Declassified documents show that the US Central Intelligence Agency was told in 1964 that Indian freedom fighter Subhash Chandra Bose survived an air crash in 1945, a newspaper reported on Thursday.

The Hindustan Times said that in 1964 the CIA was "talking of the possibility" of Bose's return to India, although he was believed to have died in Taiwan in the crash while flying to Japan.

The report follows a 15-day probe into one of India's most enduring sagas - the mystery death of Bose, an ardent nationalist immortalised by his war cry "Jai Hind."

Bose's death, although then officially confirmed by Japan, has remained an enigma despite at least three inquiries by the Indian government.

Many of his admirers believe he might be alive. If true, he would be 105 years old.

"Even at the US secretary of state level, no one believed that Bose had died in the air crash," the Hindustan Times said. "Documents show that the secret service was not convinced of the veracity of the official Japanese version."

Quoting extensively from declassified CIA documents, it said even 11 months after the August 1945 crash, the agency said there was no information to confirm that Bose had indeed died.

The CIA, then called the Office of Strategic Service, was on Bose's tail since his daring escape from house arrest in Calcutta in 1941 during the British Raj, the daily said.

It said that in May 1946 - just before India's Independence - a CIA agent wrote to the US secretary of state saying he had been told that "should (Bose) return to the country, trouble would result which would be extremely difficult to quell."

In February 1964, the agency interviewed a former agent of the British Counter Intelligence Corps, whose name is censored in the declassified documents and who suggested Bose could have been alive in 1964.

"There now exists a strong possibility that Bose is leading a religious group undermining the current (Jawaharlal) Nehru government," the CIA had said.
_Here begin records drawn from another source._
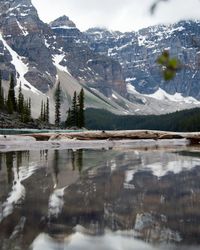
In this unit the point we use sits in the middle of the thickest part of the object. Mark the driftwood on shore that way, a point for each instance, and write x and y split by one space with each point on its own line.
194 138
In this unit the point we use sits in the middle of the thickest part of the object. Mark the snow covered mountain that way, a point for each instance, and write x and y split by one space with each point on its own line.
117 70
137 53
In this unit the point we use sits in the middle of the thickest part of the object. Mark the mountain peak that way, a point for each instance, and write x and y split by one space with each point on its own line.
62 22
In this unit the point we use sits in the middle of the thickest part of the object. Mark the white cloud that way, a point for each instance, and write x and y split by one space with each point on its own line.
124 15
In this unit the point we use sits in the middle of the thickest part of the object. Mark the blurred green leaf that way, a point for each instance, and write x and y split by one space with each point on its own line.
169 66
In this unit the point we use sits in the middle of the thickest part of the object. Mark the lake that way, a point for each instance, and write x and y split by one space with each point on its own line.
112 199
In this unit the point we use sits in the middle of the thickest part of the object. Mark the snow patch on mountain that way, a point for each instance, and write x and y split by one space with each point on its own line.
161 95
20 67
57 59
24 30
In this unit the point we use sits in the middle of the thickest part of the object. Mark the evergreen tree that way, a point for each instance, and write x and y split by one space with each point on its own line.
11 102
81 114
42 111
47 111
74 111
68 122
20 100
29 108
1 94
57 105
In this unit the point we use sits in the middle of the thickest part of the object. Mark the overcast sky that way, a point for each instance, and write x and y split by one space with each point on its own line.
123 15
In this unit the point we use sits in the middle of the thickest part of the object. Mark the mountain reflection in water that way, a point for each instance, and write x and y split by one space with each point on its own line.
102 199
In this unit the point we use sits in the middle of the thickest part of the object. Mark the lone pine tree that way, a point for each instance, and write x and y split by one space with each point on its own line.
76 116
11 101
1 94
57 105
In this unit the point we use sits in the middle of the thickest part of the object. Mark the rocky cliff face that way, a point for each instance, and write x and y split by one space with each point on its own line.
99 60
23 37
137 53
90 68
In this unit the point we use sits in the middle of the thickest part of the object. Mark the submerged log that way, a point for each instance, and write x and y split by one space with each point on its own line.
194 138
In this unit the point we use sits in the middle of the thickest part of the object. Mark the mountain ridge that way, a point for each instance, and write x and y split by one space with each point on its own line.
41 55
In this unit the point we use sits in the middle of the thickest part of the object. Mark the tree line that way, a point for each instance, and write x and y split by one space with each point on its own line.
22 106
75 114
11 104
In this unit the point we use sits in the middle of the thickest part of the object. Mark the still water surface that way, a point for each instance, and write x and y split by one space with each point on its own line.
118 199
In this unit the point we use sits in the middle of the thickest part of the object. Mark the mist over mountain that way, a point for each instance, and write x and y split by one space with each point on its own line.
117 70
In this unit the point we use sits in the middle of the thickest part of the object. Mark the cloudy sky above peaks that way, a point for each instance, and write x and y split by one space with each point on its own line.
123 15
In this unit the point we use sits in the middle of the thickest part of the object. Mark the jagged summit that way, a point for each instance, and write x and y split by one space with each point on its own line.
63 22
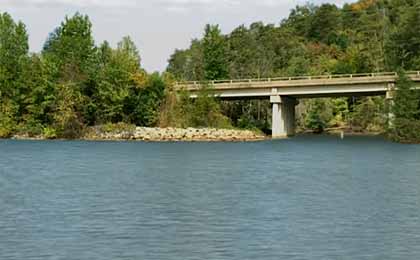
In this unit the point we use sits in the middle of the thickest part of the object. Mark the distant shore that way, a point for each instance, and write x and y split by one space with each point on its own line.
163 134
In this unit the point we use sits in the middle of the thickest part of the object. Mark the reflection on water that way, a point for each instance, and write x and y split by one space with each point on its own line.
312 197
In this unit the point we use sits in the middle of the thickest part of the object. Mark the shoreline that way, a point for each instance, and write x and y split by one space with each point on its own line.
156 134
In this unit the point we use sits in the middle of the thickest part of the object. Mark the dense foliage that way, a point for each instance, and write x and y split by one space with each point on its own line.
72 83
360 37
75 83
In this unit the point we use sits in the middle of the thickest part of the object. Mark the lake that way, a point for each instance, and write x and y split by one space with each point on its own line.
309 197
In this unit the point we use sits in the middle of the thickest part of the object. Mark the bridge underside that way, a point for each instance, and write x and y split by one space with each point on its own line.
283 94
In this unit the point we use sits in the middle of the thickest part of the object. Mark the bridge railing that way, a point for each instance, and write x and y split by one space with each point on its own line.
318 77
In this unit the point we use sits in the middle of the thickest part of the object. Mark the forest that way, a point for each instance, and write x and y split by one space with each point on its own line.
74 83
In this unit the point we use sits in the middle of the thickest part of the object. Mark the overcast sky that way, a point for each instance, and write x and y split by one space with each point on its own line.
157 27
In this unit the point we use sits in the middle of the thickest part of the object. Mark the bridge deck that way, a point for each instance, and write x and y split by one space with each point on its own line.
324 85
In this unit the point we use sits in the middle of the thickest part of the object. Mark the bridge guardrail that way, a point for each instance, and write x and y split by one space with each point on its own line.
325 77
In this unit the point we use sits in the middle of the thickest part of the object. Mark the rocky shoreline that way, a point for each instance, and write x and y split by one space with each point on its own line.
98 133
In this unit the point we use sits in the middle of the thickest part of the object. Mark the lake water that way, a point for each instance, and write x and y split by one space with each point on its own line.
311 197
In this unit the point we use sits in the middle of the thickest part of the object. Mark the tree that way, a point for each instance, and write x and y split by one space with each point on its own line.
214 54
405 123
13 51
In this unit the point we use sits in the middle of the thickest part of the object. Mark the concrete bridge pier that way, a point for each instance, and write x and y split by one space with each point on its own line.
283 116
390 102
Nehru, India's first prime minister, who had differed with Bose, died in May 1964.

The British agent suggested his story "be presented to the proper persons in the agency for evaluation and to alert those concerned of the previously mentioned possibility (Bose leading the group)."

The Hindustan Times launched a probe into Bose's mystery death last month saying declassified research papers and files in Russia suggest that Bose was alive in 1946, a year after his reported death.
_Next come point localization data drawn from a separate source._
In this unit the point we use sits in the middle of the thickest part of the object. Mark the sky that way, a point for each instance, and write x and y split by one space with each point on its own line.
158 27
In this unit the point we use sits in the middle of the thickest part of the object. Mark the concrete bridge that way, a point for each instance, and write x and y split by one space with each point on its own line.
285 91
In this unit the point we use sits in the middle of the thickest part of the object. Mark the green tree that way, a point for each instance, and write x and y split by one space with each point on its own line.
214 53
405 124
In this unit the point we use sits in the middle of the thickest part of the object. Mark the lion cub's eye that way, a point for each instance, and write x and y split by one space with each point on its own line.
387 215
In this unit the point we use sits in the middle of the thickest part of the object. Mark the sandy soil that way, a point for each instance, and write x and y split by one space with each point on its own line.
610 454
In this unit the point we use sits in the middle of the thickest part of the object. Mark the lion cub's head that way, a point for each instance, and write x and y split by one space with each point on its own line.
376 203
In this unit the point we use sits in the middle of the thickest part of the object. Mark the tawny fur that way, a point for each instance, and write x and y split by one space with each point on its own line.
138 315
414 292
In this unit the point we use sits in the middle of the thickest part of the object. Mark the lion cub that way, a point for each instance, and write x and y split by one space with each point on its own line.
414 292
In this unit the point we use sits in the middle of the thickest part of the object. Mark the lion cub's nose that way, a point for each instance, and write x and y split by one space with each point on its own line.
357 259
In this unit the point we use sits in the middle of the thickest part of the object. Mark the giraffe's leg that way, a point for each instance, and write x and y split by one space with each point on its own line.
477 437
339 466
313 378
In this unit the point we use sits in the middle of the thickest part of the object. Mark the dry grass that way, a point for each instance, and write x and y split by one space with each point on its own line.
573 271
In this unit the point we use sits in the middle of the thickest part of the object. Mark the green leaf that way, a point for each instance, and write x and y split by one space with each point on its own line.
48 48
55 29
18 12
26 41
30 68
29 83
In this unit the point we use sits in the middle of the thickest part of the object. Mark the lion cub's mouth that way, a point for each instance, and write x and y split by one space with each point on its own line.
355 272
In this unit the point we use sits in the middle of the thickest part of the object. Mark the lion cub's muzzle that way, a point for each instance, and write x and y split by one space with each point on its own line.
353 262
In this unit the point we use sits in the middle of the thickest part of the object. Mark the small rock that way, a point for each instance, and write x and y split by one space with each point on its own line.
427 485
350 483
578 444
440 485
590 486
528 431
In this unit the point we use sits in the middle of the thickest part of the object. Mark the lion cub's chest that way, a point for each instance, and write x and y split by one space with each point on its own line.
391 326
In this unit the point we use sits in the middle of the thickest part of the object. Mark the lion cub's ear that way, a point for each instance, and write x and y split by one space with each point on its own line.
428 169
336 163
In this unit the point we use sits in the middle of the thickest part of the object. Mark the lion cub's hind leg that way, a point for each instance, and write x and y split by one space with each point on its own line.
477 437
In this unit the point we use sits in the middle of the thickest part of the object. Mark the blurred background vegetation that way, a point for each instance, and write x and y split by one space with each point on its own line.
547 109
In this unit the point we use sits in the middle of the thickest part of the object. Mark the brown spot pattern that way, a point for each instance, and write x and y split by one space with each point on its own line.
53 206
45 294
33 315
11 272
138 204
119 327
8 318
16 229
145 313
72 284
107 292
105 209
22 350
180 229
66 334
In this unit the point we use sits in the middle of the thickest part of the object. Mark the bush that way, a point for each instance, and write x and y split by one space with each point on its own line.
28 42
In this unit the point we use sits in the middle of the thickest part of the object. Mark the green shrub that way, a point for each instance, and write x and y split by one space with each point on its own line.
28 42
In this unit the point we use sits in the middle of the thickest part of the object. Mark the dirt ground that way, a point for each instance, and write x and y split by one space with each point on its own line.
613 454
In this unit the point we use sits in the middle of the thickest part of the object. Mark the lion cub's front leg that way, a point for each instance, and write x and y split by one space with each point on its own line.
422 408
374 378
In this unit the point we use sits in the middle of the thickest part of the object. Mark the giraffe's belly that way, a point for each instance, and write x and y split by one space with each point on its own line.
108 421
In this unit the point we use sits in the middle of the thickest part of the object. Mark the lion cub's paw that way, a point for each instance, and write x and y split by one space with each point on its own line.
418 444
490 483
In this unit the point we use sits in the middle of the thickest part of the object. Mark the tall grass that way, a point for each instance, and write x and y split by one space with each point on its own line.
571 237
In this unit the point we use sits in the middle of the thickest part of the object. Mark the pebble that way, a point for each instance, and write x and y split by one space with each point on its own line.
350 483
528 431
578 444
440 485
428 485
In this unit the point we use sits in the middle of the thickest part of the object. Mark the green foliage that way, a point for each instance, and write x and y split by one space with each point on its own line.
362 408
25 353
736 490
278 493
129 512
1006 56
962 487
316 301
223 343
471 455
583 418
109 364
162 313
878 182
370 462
Bose, born January 23, 1897, became an electrifying presence on the Indian political scene by the 1930s. He took on Mahatma Gandhi, who was passionately devoted to non-violence unlike the militant Bose, who saw nothing wrong in seeking any help from anyone to end the British Raj.
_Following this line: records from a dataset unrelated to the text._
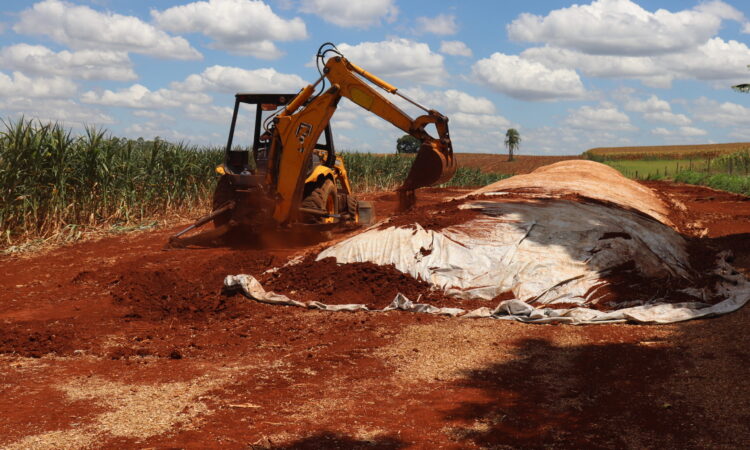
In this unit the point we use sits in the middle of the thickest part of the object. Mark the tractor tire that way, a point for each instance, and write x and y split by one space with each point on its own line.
223 193
352 208
322 198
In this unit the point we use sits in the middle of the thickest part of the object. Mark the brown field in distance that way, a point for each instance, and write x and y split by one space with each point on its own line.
669 151
498 162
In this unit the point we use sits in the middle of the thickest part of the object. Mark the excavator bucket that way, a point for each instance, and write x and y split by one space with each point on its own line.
434 164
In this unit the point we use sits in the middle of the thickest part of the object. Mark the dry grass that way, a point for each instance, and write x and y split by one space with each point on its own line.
446 350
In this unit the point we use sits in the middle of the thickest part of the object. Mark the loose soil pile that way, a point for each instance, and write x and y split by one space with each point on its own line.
93 315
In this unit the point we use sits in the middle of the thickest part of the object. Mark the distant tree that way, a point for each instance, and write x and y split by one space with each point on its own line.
742 87
512 141
408 144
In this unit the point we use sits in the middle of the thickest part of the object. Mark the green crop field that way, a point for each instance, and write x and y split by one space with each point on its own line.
721 166
54 183
661 152
657 168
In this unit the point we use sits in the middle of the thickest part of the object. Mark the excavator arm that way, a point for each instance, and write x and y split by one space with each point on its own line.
298 127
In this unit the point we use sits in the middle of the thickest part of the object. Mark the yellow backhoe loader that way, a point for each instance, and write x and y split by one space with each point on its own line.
295 178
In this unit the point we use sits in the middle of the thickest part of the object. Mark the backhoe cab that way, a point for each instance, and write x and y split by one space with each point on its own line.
247 178
290 176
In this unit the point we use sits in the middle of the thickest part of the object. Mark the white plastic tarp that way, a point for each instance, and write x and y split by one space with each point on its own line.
546 249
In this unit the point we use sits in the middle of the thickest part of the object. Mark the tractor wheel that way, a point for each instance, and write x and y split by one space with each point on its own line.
323 198
222 194
352 207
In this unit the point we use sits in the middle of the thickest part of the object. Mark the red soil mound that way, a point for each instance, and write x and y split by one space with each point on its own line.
329 282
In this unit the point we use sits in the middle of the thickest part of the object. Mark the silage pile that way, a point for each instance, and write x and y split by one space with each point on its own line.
571 242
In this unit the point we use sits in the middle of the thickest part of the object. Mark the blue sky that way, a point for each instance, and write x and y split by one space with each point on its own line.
568 76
Under pressure over his differences with Gandhi, Bose quit the Congress party and founded the centre-left Forward Bloc. Jailed by the British, he escaped from Calcutta and went to Germany, where he enlisted Hitler's help to take on the British during the Second World War.

With German help, Bose sailed in a submarine to Singapore, where he founded the now famed Indian National Army, which comprised of Indian soldiers who had surrendered to Japan in Southeast Asia.

The INA marched into British India, but was routed in Manipur and retreated amid heavy losses.

Two days after Japan announced on August 15, 1945, that it was surrendering, Bose took a plane from Saigon. Five days later, Radio Tokyo announced that Bose had died in an air crash in Taiwan, then known as Formosa, on August 18.

But many argued he might have faked the accident in order to escape the British and team up with Stalin to carry on the fight against the Raj.

Although at least three probes ordered by the Indian government between 1956 and 1999 concluded that Bose, popularly called Netaji, did die in the plane crash, many Indians refused to believe he perished that day.